Especialmente porque, descartada
la candidatura de “Lula” da Silva, el
candidato mejor posicionado en las encuestas es un excapitán paracaidista (al
igual que lo fue en su tiempo el venezolano Hugo Chávez Frías) llamado Jair Mesías
Bolsonaro perteneciente al minúsculo Partido Social Liberal.
Bolsonaro, de 63 años, ha
pasado 27 de ellos como diputado del Congreso brasileño, en los últimos tiempos
ha adquirido popularidad gracias al empleo de un exaltado discurso xenófobo,
homofóbico, misógino y autoritario.
El candidato del Partido
Social Liberal tiene más de cuatro millones de seguidores en las redes sociales
-el doble de los que reúne Lula- y recibe el apoyo de los militares, los
influyentes pastores evangélicos, los jóvenes de menos de treinta años y la
clase media con estudios universitarios.
Acérrimo defensor de la
dictadura militar de los setenta a los ochenta, Bolsonaro propone aplicar mano
dura contra los delincuentes -incluso recurriendo a la tortura, la castración
química de los violadores y la pena de muerte-, ampliar el acceso de la
población a las armas de fuego.
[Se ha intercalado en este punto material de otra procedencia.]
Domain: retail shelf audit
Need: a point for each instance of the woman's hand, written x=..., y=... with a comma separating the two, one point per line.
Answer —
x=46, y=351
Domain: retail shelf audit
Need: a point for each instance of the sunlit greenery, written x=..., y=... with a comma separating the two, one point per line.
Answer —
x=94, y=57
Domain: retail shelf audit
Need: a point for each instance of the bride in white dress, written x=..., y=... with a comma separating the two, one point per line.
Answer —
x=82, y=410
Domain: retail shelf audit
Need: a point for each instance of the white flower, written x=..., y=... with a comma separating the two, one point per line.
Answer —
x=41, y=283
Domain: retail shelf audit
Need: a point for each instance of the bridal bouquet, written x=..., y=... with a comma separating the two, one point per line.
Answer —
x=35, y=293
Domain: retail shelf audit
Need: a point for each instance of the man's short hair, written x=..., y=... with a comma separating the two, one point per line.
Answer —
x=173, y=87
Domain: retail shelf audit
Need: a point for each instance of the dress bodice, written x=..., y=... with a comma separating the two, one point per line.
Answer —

Su lema de campaña es “una pistola por casa”. Incluso amenaza con adoptar medidas contra
la homosexualidad y el feminismo.
Aunque Jair Bolsonaro está muy
lejos de la presidencia, el apoyo que recibe su discurso populista de derecha
es preocupante en un país donde el 20% de los 148 millones de electores que
sufragaran en el próximo mes de octubre son analfabetos o semianalfabetos.
Como puede apreciarse el
cuadro sociopolítico por el que atraviesa actualmente el gigante sudamericano
es por demás preocupante, especialmente porque, como dice el refrán popular, si
Brasil estornuda, Sudamérica se resfría.